You’ve probably heard of the 2013 uber-breach at Target in which criminals gained access to about 40 million customer credit cards. That’s just the best known of numerous data breaches that “target” point-of-sale, or POS, systems.
Criminals can steal physical credit cards or hack into databases where credit card data is stored. But another way is to install malware at the checkout counter—in the POS systems that run your credit cards. Since the malware may not be discovered for months or even years, the hackers can acquire millions of credit cards and other customer data.
Let’s look at three examples of POS breaches, all reported this summer. In the first example, hackers installed malware in the POS systems at HEI Hotels & Resorts, which operates about 50 hotels across the U.S. The malware was designed to capture payment card data as it traveled between systems—and apparently it did so for more than a year.
Another recent POS attack occurred at clothing store chain Eddie Bauer, which said it had detected malicious software in the POS systems at all of its more than 350 stores in North America. Credit cards used at those stores during the first six months of the year may have been compromised.

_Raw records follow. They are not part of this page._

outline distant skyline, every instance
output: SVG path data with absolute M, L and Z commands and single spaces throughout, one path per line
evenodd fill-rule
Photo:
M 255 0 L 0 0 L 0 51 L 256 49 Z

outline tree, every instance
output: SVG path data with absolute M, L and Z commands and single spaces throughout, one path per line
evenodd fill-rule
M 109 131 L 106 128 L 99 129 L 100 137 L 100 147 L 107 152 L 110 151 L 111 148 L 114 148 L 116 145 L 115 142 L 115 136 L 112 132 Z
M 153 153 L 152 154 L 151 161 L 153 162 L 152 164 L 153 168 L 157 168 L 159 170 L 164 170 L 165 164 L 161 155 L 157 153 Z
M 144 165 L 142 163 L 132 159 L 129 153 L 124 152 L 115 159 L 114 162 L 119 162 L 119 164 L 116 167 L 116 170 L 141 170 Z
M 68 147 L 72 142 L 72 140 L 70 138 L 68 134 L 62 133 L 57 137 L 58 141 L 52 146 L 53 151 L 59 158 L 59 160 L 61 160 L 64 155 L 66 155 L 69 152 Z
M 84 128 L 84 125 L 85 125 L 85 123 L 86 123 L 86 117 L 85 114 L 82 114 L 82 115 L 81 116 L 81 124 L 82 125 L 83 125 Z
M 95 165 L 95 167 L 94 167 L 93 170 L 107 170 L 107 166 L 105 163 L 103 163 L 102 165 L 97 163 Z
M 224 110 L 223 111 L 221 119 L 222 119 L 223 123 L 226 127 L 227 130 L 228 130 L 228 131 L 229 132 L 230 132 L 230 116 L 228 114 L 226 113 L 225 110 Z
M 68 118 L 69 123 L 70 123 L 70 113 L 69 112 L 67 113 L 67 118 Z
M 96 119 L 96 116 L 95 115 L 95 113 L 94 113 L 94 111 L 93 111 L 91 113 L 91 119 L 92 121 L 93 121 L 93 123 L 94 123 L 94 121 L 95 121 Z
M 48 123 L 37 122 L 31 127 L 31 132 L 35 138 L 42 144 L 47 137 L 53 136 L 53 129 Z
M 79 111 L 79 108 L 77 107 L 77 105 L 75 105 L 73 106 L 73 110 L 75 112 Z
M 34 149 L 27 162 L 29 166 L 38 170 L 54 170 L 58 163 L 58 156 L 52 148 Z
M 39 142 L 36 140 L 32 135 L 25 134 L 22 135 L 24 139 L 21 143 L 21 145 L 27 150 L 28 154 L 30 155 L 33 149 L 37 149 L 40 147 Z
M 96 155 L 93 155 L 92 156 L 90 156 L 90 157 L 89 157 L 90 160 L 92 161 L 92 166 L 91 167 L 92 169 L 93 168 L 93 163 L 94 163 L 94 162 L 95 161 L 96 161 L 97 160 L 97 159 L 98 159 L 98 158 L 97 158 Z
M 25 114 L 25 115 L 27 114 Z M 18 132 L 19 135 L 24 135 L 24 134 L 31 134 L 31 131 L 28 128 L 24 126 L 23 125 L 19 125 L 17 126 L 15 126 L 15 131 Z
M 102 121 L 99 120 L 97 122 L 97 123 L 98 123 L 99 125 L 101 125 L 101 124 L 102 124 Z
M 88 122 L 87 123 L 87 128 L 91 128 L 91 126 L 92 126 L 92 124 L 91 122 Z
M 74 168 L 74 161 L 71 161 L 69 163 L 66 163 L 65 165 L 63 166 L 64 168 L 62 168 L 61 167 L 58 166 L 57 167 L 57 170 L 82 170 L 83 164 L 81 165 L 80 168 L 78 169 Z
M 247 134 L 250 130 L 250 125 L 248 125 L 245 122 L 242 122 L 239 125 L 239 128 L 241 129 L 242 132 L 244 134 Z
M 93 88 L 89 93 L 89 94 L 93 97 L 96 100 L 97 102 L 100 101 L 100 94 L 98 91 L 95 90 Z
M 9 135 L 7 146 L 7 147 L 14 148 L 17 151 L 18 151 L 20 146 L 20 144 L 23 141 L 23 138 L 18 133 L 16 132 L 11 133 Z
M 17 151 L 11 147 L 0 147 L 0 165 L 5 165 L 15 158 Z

Perhaps most concerning, in August it was reported that an organized group of Russian cybercriminals breached hundreds of computer systems at Oracle. They also appear to have compromised a customer support portal for organizations that use MICROS, Oracle’s POS credit card payment system. The problem? MICROS is one of the three largest POS vendors, selling POS systems used at more than 330,000 cash registers worldwide.
If these POS breaches make you a little nervous about handing over your credit or debit card, well, they should. Aside from paying with cash or checks, there’s no way to completely eliminate the risk. But be sure to change your PINs regularly, use chip-enabled cards, check your billing statements every month, and consider purchasing additional fraud protection.